Le tragiche cronache di questi ultimi periodi, che vedono responsabili i fondamentalisti islamici, mi rammentano un fatto di oltre 13 anni fa e un nome: Antonio Amato. Chi è, o meglio chi era? Forse qualcuno ricorda, Antonio era un cuoco ucciso come un animale da macello in una terra lontana che non era la sua. Lui con la guerra e la politica non c’entrava nulla, lui non era un carabiniere o un soldato di Nassiriya, non aveva a che fare con armi: cucinava spaghetti nell’attività dove prestava servizio. Lo hanno ammazzato, ripeto, in maniera orribile, vittima di un terrorismo cieco, meschino e vergognoso per l’intero genere umano e che colpisce a caso con l’indifferenza più totale. Usato come vittima sacrificale dai suoi aguzzini, per far vedere al mondo intero la loro efferatezza e determinazione, in nome di un Dio che non conosce né tolleranza né pietà verso gli appartenenti ad altre religioni.
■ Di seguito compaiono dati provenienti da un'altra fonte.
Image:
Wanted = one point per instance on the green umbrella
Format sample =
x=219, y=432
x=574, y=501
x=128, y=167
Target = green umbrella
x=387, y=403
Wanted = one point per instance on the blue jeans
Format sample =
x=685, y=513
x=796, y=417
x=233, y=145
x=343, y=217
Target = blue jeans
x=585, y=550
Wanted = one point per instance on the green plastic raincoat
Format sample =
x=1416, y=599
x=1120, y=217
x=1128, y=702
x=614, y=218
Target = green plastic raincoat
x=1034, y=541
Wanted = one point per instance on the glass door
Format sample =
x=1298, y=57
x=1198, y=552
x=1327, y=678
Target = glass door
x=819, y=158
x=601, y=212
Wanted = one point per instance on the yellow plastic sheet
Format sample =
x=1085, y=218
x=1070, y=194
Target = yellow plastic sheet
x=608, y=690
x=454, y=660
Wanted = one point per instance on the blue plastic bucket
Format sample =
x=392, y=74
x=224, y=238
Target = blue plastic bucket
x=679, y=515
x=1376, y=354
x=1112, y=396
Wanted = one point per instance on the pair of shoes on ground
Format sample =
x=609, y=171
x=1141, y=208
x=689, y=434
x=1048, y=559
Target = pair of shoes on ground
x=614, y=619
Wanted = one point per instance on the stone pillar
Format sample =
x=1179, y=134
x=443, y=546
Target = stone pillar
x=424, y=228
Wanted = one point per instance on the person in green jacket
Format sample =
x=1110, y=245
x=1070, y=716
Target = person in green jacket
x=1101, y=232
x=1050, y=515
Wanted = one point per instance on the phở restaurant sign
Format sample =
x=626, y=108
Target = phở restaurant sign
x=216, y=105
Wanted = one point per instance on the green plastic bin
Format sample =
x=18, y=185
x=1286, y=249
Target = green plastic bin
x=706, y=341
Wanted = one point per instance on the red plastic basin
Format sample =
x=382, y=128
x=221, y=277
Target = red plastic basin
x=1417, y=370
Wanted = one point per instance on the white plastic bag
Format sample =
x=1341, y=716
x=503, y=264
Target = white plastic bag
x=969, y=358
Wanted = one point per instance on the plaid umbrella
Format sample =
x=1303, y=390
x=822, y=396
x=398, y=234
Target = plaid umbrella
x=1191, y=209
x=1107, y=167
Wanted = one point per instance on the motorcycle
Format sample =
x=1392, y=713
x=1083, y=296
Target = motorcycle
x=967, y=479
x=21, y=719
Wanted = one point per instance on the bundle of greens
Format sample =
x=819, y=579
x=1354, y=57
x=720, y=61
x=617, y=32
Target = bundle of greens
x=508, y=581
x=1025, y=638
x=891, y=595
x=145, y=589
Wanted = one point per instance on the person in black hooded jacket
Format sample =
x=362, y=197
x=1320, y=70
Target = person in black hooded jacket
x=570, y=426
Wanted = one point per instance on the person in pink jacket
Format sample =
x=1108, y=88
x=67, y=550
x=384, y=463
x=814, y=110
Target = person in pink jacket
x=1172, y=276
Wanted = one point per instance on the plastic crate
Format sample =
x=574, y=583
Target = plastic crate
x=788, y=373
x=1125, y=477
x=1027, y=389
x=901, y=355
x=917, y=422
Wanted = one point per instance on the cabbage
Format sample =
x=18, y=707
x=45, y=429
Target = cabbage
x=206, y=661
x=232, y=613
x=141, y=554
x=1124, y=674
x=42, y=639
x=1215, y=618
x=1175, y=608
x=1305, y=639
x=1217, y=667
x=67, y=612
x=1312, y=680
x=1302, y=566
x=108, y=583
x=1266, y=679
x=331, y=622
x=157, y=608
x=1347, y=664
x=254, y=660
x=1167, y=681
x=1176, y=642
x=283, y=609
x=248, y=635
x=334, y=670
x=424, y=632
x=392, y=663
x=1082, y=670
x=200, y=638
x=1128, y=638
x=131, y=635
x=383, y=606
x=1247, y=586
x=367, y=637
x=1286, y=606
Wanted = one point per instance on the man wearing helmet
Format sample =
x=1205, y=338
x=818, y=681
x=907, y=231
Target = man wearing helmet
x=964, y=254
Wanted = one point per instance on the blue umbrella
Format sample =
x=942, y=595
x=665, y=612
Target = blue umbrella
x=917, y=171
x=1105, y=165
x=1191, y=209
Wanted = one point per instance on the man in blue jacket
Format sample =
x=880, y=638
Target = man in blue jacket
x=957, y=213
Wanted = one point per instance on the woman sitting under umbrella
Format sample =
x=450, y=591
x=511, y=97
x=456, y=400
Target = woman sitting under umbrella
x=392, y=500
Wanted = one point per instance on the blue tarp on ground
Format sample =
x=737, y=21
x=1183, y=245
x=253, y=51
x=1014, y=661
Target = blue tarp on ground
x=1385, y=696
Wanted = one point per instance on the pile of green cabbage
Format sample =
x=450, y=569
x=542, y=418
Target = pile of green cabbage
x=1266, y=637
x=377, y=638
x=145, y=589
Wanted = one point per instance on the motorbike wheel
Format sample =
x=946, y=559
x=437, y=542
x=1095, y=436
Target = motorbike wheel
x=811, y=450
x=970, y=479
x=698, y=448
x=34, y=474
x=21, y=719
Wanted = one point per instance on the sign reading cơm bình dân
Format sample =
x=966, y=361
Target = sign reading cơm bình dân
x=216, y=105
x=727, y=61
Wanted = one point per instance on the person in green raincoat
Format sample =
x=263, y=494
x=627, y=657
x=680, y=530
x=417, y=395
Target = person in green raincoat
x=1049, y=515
Naturalmente, sui giornali e nelle televisioni si è parlato di Antonio oltremodo sulla sua persona e vita privata, e per “dovere di cronaca” anche nei particolari macabri sulla sua uccisione. Ma nessuno aveva detto la vera ragione per la quale fosse veramente lì, in quel territorio “a rischio” e dove già si avevano avuto le prime sporadiche rappresaglie nei confronti di culture e religioni diverse. Un giovane cuoco con una vita davanti a sé, ucciso in una nazione non sua, lì spinto dal bisogno, poiché la “sua terra” lo aveva sfruttato e deluso, non gli dava di che vivere adeguatamente, e soprattutto privato del rispetto per il suo lavoro. Verità che molti, tutti, hanno taciuto. Antonio è morto senza sapere il perché, colpevole solo di aver cercato altrove, dopo sfruttamento economico e difficoltà, una strada più dignitosa e più adeguatamente remunerata per le sue prestazioni e capacità lavorative.
La nuova Federazione italiana cuochi, in fase di progressiva crescita, deve divenire sempre più “organo di tutela” e punto di riferimento nei confronti della nostra categoria, specie per quelli più “deboli”, come i giovani e in quelle aree più soggette del nostro territorio a sfruttamento del nostro lavoro. Non nascondiamoci e non neghiamo anche questo problema. La piaga dello sfruttamento, del lavoro nero esiste e non solo per gli extracomunitari giunti clandestini nel nostro Paese.
Molto è stato fatto rispetto il passato per sopprimere questa piaga, ma ribadisco: bisogna fare di più ed isolare quei datori o aziende “fuorilegge”. I giovani hanno bisogno di sentirsi tutelati e maggiormente seguiti, non solo con eventi e manifestazioni a loro rivolti, ma anche attraverso un “percorso”, non di sostituzione ai sindacati e agli enti di controllo e tutela al lavoro, ma di presenza, assistenza e consulenza all’insegna della nostra Federazione in quei territori che danno modo a questo “malcostume” di esistere. Credo che questo possa essere motivo di un ulteriore avvicinamento e credibilità verso il nostro ente da parte dei giovani che nell’ultimo decennio si sono sentiti non sufficientemente considerati e non tutelati.
Questo è un mio doveroso impegno nei confronti dell’intera categoria, lo garantisco. E per Antonio Amato, e in suo ricordo, un doveroso e rispettoso silenzio dedito a grande riflessione da parte di noi tutti.